The Missing Portions of the Book of Mormon: What We Know
In 1828, Joseph Smith, Jr., founder of the Church of Jesus Christ of Latter-day Saints, spent most of his days with his head stuck in a hat, peering at two peep stones which he claimed allowed him to translate ancient golden plates. Those plates, he claimed, were given to him by the angel Moroni. No one else was allowed to view the plates, or they would suffer instant death.
Needless to say, this story seemed suspicious to some, including Lucy Harris, wife of Joseph’s scribe, Martin Harris. Since Martin wanted to help finance the eventual publication of the book, Joseph finally gave in to the man’s exhortations to let him take the first 116 pages to show his wife and family, to try and convince them of the validity of Joseph’s claims.
It was a mistake.
Nearly three weeks later, when Harris returned to the Smith homestead, it was with the horrible news that the pages were missing. Lucy Harris claimed she had burned the pages, hoping to force Smith to retranslate them and reveal himself a liar and a fraud when the pages did not match the first ones. This was highly problematic, especially because there was no tangible proof that the pages were destroyed.

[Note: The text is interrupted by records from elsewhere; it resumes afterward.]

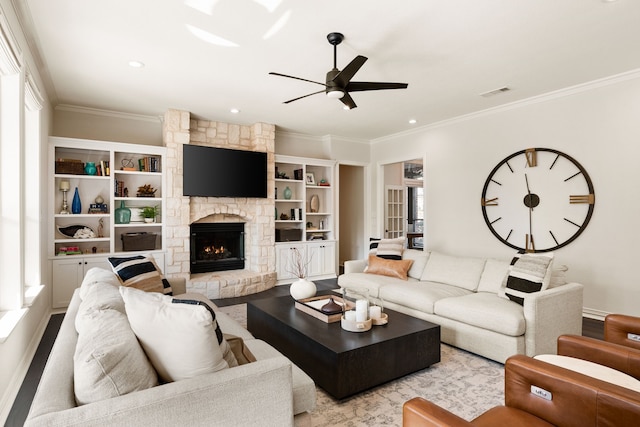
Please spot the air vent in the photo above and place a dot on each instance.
(495, 92)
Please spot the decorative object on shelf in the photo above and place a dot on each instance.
(535, 177)
(149, 213)
(314, 204)
(90, 168)
(310, 178)
(146, 191)
(298, 266)
(128, 165)
(122, 214)
(71, 230)
(84, 233)
(64, 187)
(356, 320)
(331, 307)
(76, 204)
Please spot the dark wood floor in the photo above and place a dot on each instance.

Smith was in a bind. He had to either retranslate them—and risk being exposed as a fraud should the old pages show up and be significantly different—or simply abandon the whole thing.
Instead, according to the History of the Church, vol. 1, p. 23, both the plates and the urim and thummim (a sacred device used to translate the plates) were taken from him, because God was angry. It is unclear whether the peep stones and the urim and thummim were one and the same. As is usually the case, God calmed down and when he restored the plates, Joseph said that per God’s instructions, he would not be retranslating the same plates, but rather a new set of plates, featuring a much less detailed, more vague history of the same people.
Whether God or Smith made the decision, it is patently obvious that translating a different, very vague version of the “same story,” made sure that if the original pages ever reappeared, any differences or inconsistencies could be explained away.
There is one problem, however, that this did not fix. In the first published edition of the book, the name Jesus Christ is used hundreds of years before he was born.
This problem was corrected in the second edition, and the name Jesus Christ was replaced by The Messiah. (1:Nephi, Chapter 12:18)
It is entirely possible that Lucy Harris did Joseph Smith a great favor by stealing and possibly destroying the pages, because many historians believe that the first part of the Book of Mormon was actually written last, indicating Joseph Smith merely continued on with his work, and then went back and wrote or translated the first part over. This allowed him to catch his mistake of mentioning Jesus Christ before he was even born.
Given the discrepancies and questions about the validity of the Book of Mormon already known, were the original 116 pages of the Book of Mormon to come to light, what would they show? Would Jesus Christ’s name be mentioned repeatedly? Would the history of the people Nephi wrote of, the Israelites, be essentially the same? Or would there be something there, something major, that could shake the fundamental core of the beliefs of The Church of Jesus Christ of Latter-day Saints?
Martin Harris did not follow Brigham Young and his splintered group of Saints to Salt Lake City, and in fact spent years bouncing from Mormon faction to Mormon faction. He made his way to Utah only as a destitute old man, and he settled and died in Cache County, Utah.
The 116 missing pages were never recovered.